Just like a corporate board, Pace’s trustees recently formed a presidential compensation committee that concluded that the university simply must receive a huge pay increase in order to stay competitive with executive compensation across academia. When asked exactly whether the members of Pace’s executive compensation experts had any experience in academia, Board member Anneilo Bianco cooly responded, “No, we’re all business people.”

Pace’s CEO, David Caputo, who “reluctantly” accepted a $100,000 raise has been pushing “merit” increases of less than 2.5% for the adjuncts. Since adjuncts don’t sit on committees, or even spend much time on campus outside of their lectures, their “merit” can only be determined by one thing: student evaluation forms. This makes perfect corporate sense if you view students and their parents as customers, degrees as product and teachers as temporary part-time workers. Just like McDonalds polls its customers, “On a scale of 1 to 10, how do you rate the friendliness of your server?,” Pace asks how clearly your professor explained material. Surely there’s no connection between a student’s anticipated grade and the rating they give their professor, and, certainly, such a salary policy won’t exacerbate the very real problem of grade inflation. Then again, maybe high grades are the sign of a successful business and happy customers?

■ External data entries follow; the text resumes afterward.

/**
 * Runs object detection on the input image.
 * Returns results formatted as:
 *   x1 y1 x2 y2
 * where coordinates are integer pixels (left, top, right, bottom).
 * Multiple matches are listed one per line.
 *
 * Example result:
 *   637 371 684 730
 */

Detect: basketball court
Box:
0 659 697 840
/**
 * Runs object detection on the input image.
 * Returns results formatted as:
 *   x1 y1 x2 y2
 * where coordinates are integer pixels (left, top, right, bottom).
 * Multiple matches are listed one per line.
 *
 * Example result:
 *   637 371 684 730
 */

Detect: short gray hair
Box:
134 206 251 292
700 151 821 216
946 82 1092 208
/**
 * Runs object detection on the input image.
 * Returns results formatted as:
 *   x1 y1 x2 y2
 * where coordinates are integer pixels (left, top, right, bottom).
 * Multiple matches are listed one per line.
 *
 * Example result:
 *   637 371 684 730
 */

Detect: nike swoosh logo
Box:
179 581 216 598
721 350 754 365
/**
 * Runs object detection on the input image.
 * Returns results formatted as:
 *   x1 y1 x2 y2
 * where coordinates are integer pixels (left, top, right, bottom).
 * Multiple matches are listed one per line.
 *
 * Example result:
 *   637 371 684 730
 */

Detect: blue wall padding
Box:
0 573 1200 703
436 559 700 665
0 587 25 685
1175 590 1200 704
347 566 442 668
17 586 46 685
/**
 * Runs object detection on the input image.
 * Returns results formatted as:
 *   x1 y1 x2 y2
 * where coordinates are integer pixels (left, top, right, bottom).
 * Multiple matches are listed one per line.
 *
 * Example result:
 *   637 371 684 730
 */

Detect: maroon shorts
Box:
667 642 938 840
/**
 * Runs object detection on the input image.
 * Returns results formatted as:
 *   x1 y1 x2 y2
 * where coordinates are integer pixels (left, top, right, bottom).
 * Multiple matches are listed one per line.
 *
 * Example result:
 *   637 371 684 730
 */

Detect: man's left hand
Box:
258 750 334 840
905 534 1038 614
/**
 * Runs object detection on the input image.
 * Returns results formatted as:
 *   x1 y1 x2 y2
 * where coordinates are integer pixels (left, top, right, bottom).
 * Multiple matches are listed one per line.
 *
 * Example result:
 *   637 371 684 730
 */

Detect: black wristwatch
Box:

That’s why the Union of Adjunct Faculty at Pace, the AFT, NYSUT and our friends in the labor movement will counter Pace’s self-congratulatory centennial celebrations this Friday, October 6th at 2:00 pm to demand that the university finally negotiate in good faith with its employees. What’s at stake is not merely what kind of education Pace will provide in its next hundred years, but the quality of higher education in general.